Monday 16 January 2012

Gov. Cuomo's budget to be a tough act

ALBANY, New York - After winning swift passage last month of a millionaire's tax increase, New York Governor Andrew Cuomo claimed the process of putting together the state budget was halfway done. The other half may be more difficult.


The budget plan Cuomo will unveil on Tuesday must close a gap of about $2 billion, largely through spending cuts, as Cuomo already has ruled out any new taxes or fees.


A surprise increase in revenue, which would help win the legislature's approval of an austere budget, looks unlikely.


New York's economy has not fully recovered from the recession, and the sagging performance of Wall Street - the state's main economic engine - is crimping tax collections while unemployment hovers just below 8 percent.


"Our challenge for 2012 is this: How does government spur job creation in a down economy while limiting spending and maintaining fiscal discipline?" Cuomo said in his State of the State address last week. He also proposed tapping $25 billion of private capital to spur growth and rebuild infrastructure.


State agencies already have been told to cut spending by 2.5 percent so that Cuomo can increase spending on education by about 3 percent, or around $800 million, to almost $20 billion.

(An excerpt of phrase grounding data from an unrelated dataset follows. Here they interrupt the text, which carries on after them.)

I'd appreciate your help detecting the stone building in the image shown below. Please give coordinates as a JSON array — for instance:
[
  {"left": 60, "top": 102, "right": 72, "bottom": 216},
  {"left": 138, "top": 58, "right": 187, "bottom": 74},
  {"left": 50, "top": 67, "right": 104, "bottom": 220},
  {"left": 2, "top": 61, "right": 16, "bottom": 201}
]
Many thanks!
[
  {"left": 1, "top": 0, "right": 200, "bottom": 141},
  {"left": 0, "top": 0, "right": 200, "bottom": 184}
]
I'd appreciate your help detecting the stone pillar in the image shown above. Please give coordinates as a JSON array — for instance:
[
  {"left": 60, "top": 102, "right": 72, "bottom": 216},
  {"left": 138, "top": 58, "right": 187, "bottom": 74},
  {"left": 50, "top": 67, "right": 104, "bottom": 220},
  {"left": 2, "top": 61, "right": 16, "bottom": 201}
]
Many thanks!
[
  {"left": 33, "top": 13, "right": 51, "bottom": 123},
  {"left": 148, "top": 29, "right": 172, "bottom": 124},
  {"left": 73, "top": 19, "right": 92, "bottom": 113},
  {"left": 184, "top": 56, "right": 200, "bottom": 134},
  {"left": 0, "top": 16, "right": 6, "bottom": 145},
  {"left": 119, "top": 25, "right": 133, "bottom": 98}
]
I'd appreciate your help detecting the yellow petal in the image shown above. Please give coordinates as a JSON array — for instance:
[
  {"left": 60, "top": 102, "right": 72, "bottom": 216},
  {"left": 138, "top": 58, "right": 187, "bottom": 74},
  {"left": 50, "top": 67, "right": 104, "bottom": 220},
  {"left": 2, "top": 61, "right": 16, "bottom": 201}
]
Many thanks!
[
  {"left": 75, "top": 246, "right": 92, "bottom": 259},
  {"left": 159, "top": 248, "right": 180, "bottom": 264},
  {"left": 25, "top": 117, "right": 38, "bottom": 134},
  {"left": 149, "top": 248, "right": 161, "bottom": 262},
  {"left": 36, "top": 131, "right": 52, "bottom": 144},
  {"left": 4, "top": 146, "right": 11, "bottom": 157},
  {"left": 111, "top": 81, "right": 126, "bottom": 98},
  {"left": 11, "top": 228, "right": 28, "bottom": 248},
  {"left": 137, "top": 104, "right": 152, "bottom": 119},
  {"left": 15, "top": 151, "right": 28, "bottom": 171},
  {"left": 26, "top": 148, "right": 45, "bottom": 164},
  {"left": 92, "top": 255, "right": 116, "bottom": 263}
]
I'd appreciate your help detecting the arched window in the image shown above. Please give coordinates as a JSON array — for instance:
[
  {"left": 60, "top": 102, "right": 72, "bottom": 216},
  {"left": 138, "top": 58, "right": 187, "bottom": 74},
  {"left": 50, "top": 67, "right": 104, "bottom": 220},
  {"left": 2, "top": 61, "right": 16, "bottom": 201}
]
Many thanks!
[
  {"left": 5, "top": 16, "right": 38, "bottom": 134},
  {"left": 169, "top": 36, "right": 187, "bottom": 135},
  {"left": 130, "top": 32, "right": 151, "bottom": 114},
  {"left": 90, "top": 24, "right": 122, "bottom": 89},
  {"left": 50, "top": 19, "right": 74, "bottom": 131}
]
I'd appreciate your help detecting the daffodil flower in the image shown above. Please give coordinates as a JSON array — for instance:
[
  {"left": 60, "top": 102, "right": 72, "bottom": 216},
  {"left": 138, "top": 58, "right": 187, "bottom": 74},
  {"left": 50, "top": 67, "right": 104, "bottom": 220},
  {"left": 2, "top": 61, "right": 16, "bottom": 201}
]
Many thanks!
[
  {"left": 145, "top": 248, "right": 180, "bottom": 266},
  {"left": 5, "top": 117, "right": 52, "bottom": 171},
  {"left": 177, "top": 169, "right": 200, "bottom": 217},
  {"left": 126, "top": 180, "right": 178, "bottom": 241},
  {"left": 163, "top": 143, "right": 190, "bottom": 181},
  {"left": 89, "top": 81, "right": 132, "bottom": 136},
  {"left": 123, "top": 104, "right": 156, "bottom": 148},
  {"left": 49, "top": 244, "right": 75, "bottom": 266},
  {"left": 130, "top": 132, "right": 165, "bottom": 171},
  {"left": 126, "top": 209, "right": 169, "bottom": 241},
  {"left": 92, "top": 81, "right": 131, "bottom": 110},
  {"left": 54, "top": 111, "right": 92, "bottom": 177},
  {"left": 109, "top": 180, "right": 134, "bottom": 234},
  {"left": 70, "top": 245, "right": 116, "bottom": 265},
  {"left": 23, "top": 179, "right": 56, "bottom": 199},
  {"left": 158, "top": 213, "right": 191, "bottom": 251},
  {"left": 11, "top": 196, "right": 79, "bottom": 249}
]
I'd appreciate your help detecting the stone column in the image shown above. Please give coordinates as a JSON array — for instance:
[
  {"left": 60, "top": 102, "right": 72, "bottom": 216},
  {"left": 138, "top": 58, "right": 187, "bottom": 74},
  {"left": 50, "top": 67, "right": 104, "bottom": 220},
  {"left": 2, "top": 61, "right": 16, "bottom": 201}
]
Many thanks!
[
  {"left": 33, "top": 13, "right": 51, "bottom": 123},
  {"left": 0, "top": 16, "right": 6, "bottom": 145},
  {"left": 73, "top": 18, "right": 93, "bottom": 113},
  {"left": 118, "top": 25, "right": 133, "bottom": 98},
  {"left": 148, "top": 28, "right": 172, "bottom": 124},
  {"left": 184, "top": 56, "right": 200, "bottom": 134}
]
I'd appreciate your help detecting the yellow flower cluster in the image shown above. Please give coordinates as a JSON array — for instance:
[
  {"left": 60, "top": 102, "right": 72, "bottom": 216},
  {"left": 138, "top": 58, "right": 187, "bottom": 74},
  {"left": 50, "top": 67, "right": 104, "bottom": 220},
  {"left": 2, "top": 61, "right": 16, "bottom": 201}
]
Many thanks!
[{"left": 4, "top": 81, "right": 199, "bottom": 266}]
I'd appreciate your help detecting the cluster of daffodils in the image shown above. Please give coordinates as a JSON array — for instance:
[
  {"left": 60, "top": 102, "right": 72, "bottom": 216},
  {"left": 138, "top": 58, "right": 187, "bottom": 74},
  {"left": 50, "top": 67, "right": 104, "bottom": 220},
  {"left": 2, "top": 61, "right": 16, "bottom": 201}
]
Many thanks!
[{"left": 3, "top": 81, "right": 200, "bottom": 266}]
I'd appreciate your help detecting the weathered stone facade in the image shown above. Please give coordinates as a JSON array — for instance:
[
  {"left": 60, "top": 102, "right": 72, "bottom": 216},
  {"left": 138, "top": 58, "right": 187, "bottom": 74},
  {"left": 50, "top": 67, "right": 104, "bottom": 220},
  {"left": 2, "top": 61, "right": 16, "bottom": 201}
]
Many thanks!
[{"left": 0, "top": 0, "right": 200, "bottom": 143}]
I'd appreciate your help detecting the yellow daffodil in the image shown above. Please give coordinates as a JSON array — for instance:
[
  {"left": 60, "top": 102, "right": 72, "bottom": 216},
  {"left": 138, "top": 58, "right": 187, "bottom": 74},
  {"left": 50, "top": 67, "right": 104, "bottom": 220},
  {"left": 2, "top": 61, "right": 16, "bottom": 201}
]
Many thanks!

While most states report slow fiscal improvement, New York is among just four states — California, Missouri and Washington are the others — that reported a budget gap halfway through their 2011-12 budget year, according to the National Conference of State Legislatures. Most states expect to meet or exceed their revenue targets, according to the NCSL's mid-year report, with New York and Delaware missing even a reduced projection for corporate income tax collections. New York's revenue outlook was lowered for the remainder of 2012 "to meet lower expectations," the NCSL report stated.


Washington's need to cut spending and debt and continued economic volatility abroad darkened the outlook. In New York, not even Wall Street's rebound is saving the state this time as bonus checks and the taxes they generate are increasingly deferred.


"Economic growth remains sluggish and the economy, fragile," state Comptroller Thomas DiNapoli said Friday.


On Friday he released his report on the third quarter of the current fiscal year, and it wasn't pleasant news for Cuomo. DiNapoli found that December tax collections were down 2.7 percent from a year before. By the end of 2011, however, overall revenues were nearly 8 percent higher than a year before in a slow recovery of fits and starts.


It already seems a long way from Cuomo's rousing and optimistic State of the State speech Jan. 4 when he bellowed: "The best is yet to be. They ain't seen nothin' yet!"


Cuomo called for a jobs program to fix crumbling roads and bridges, support of a casino company's private venture to build the nation's biggest convention center at Aqueduct race track in Queens, $25 billion in economic development grants and tax breaks to employers, and major expansion of gambling, a common crutch for Albany.


"He gave a progressive agenda in the speech, but I think in the end you aren't going to see anything different than in the first budget," Lawrence Levy, a political commentator and dean of Hofstra University's National Center on Suburban Studies.


That first Cuomo budget a year ago addressed a $10 billion deficit and made a small but rare spending cut that was supposed to be much of the pain to fix the "functionally bankrupt" Albany he inherited.